なお、ハピはナイルの氾濫の神ハピとは別の神格である。名が同じであるため混同されるが、系統は異なる。
神話における位置
『ピラミッド・テキスト』において、四神はホルスの子として現れ、天の四方の柱を支える者、あるいは死んだ王が天へ昇る階梯となる者とされる。
オシリス神話の枠組みでは、アヌビスがミイラ化を司り、四人の息子が保存された内臓を守る。
図像と象徴
固有の図像として、カノポス壺の蓋と棺の側面の描写が多数残る。ただし本サイトは主画像を掲げない。

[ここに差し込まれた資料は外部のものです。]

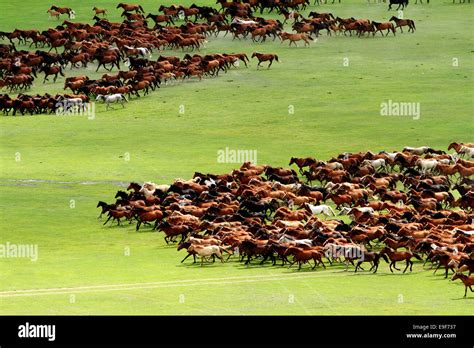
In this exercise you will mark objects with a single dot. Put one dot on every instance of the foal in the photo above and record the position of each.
(395, 256)
(468, 281)
(262, 57)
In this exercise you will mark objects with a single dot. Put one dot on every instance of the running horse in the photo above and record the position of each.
(293, 38)
(396, 256)
(265, 57)
(62, 10)
(130, 8)
(399, 23)
(467, 280)
(99, 11)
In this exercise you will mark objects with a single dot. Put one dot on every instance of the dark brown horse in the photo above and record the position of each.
(262, 57)
(399, 23)
(396, 256)
(373, 258)
(468, 281)
(129, 7)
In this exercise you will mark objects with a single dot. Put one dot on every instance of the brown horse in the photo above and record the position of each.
(383, 26)
(53, 13)
(265, 57)
(52, 70)
(304, 255)
(468, 281)
(143, 215)
(293, 38)
(129, 8)
(99, 11)
(404, 22)
(396, 256)
(373, 258)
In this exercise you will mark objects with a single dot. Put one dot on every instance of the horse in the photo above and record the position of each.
(63, 10)
(207, 251)
(402, 3)
(396, 256)
(319, 209)
(137, 51)
(401, 23)
(383, 26)
(467, 280)
(302, 256)
(52, 70)
(130, 8)
(113, 98)
(293, 38)
(99, 11)
(105, 207)
(371, 257)
(264, 57)
(53, 13)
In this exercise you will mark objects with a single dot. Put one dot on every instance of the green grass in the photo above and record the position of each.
(336, 110)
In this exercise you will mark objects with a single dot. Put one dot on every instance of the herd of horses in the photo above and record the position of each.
(132, 41)
(392, 206)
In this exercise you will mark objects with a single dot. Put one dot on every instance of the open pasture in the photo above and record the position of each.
(316, 101)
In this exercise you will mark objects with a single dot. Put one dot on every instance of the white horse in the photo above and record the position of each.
(287, 239)
(142, 51)
(349, 211)
(111, 99)
(237, 20)
(321, 209)
(416, 150)
(465, 150)
(426, 165)
(392, 155)
(207, 251)
(377, 164)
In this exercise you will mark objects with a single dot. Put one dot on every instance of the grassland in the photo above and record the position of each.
(336, 109)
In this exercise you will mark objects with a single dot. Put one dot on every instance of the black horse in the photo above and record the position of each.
(402, 3)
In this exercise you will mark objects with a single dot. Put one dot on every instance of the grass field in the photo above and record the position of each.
(47, 161)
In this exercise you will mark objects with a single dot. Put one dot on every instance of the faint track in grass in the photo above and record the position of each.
(161, 284)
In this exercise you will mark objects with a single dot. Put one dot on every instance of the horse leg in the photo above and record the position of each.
(186, 257)
(110, 216)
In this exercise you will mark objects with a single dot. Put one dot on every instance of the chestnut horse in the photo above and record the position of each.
(293, 38)
(396, 256)
(468, 281)
(129, 8)
(262, 57)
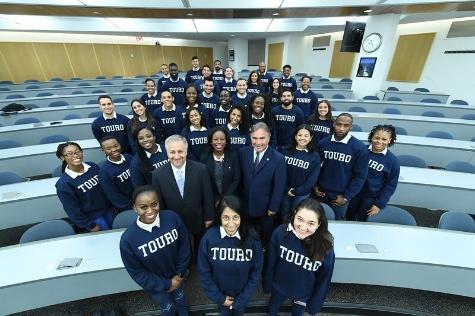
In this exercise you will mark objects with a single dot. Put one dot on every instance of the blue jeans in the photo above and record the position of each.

身体の分解と保存という観念が、この四神を規定する。死者の内臓は取り出され、別々の壺に納められ、それぞれ別の神が守る。身体を分けることが、身体を保つことになる。
関わる神格・伝承
ホルスの子。四方と四女神に対応。アヌビスとともに埋葬の神々をなす。
第二十一王朝以降、内臓は壺に納めず遺体に戻されるようになったが、四神の像は依然として副葬された。
文化的足跡
カノポス壺は、古代エジプトの葬送儀礼を象徴する遺物として、世界の博物館に多数収蔵されている。